The CA and CC are not used to measure absolute concentrations, but are used to measure changes in concentration due to homogeneous chemical reactions of electrolyzed molecules. This is done by measuring the ratio of forward to backward current (charge) using a double step technique. If the products undergo a chemical reaction after electrolysis in the forward step, these product molecules are less likely to be supplied for electrolysis in the reverse step. Therefore, the faster the chemical reaction, the smaller the current/charge in the reverse step. The chemical reaction rate is calculated by measuring the current (or charge) ratio with different pulse widths.

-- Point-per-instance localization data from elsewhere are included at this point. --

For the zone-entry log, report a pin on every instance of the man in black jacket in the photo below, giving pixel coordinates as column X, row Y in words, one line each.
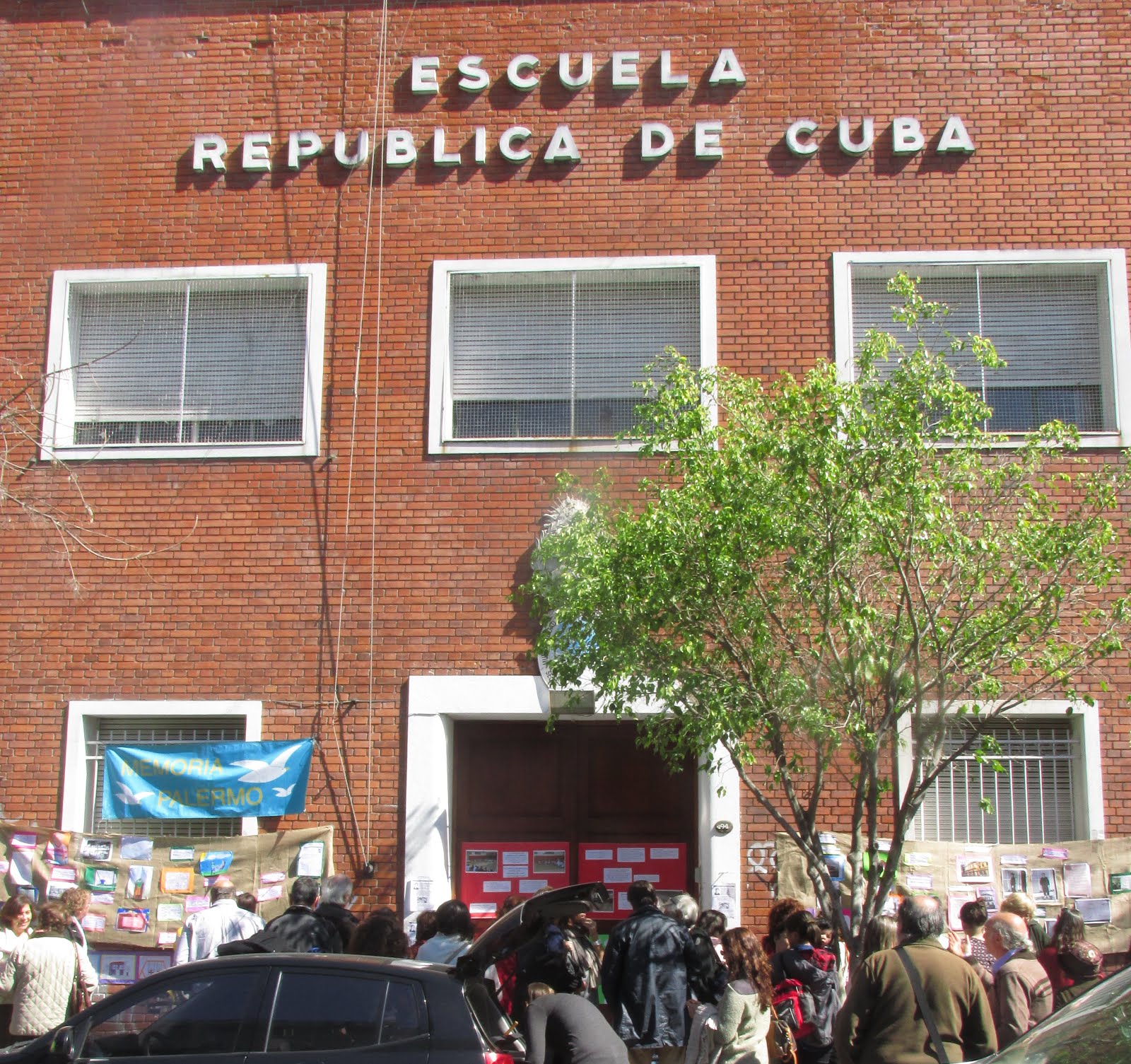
column 300, row 928
column 645, row 979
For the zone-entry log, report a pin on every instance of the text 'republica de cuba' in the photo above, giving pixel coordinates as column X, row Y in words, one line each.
column 520, row 144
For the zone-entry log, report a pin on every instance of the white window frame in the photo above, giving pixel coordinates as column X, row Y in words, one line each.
column 82, row 717
column 440, row 405
column 59, row 394
column 1112, row 259
column 1087, row 773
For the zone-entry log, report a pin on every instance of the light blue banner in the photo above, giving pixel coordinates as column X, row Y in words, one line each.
column 206, row 779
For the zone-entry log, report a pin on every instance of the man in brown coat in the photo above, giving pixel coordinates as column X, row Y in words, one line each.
column 1021, row 995
column 880, row 1022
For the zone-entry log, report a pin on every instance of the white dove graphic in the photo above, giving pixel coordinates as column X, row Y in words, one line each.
column 129, row 797
column 260, row 771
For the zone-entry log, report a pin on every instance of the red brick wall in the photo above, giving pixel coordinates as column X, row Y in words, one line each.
column 96, row 172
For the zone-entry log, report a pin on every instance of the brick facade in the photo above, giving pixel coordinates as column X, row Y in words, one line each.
column 243, row 598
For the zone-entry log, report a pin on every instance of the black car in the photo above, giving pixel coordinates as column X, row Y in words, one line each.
column 311, row 1007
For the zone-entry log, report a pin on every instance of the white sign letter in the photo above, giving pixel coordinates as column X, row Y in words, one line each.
column 209, row 148
column 399, row 149
column 844, row 137
column 563, row 148
column 584, row 78
column 359, row 156
column 727, row 70
column 667, row 78
column 423, row 77
column 515, row 68
column 507, row 144
column 257, row 152
column 474, row 77
column 303, row 146
column 955, row 137
column 656, row 141
column 906, row 136
column 439, row 155
column 625, row 75
column 707, row 141
column 793, row 135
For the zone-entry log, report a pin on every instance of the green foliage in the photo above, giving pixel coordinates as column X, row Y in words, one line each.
column 814, row 564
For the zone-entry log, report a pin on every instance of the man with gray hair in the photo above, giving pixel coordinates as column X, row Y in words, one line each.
column 334, row 907
column 882, row 1019
column 222, row 922
column 1021, row 993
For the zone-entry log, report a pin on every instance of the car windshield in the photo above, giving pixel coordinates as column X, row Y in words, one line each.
column 1095, row 1027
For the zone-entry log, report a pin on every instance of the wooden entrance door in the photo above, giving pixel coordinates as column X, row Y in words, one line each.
column 582, row 783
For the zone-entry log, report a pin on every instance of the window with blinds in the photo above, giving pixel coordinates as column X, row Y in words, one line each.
column 181, row 363
column 105, row 732
column 1050, row 322
column 1033, row 797
column 553, row 354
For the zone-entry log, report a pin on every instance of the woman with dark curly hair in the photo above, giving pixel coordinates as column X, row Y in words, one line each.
column 744, row 1009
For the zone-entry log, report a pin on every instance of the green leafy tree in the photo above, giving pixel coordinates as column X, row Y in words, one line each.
column 814, row 564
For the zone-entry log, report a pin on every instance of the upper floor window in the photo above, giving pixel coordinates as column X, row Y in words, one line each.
column 543, row 354
column 1059, row 319
column 197, row 362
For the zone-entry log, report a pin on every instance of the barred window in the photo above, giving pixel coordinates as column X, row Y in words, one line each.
column 548, row 352
column 1055, row 319
column 156, row 363
column 1033, row 798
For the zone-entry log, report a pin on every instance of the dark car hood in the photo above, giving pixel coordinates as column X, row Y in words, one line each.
column 525, row 920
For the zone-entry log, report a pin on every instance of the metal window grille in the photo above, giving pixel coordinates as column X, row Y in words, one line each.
column 153, row 732
column 557, row 354
column 1032, row 798
column 178, row 362
column 1049, row 322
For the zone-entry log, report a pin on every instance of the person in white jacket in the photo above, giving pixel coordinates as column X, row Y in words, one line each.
column 40, row 974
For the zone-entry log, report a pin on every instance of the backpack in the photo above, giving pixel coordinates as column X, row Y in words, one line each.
column 795, row 1007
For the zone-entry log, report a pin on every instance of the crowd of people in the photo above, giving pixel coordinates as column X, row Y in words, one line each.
column 679, row 988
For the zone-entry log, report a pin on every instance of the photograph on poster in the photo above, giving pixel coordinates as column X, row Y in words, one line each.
column 549, row 862
column 484, row 862
column 973, row 869
column 1044, row 884
column 1014, row 881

If the final potential is a value at which electron transfer does not occur rapidly, the current (or charge) response will be affected by the non-uniform electron transfer rate as well as the diffusion rate. Therefore, the electron transfer rate is measured by CA and CC.

The CC has several advantages over the CA. The signal increases with time. The latter part of the response is not distorted by the charging current which is concentrated at the beginning, so a good signal-to-noise ratio is achieved. In addition, since the charge is added during the experiment, the information from the initial response is retained.

Another application of CC that takes advantage of the fact that it can retain initial information is the detection of species adsorbed on the surface of the working electrode. Such species are electrolyzed very quickly as soon as the potential is changed. The total charge measured during chronocoulometry is

Qdl is the amount of charge due to the charging of the working electrode and Qads is the amount of charge due to the electrolysis of the adsorbed species and is proportional to the surface concentration of the adsorbed material. Of the three components, only Qdiff is time-dependent. One way of calculating Qads is to measure the difference in Qdl by performing a CC experiment on a background solution.

However, this assumes that the Qdl is the same with or without electrochemically active species. This is not necessarily true. A more accurate method is to use a double step CC.

This is because Qdl can be removed by calculating the difference between the intercepts of the forward and reverse Anson plots (Fig. 5-6).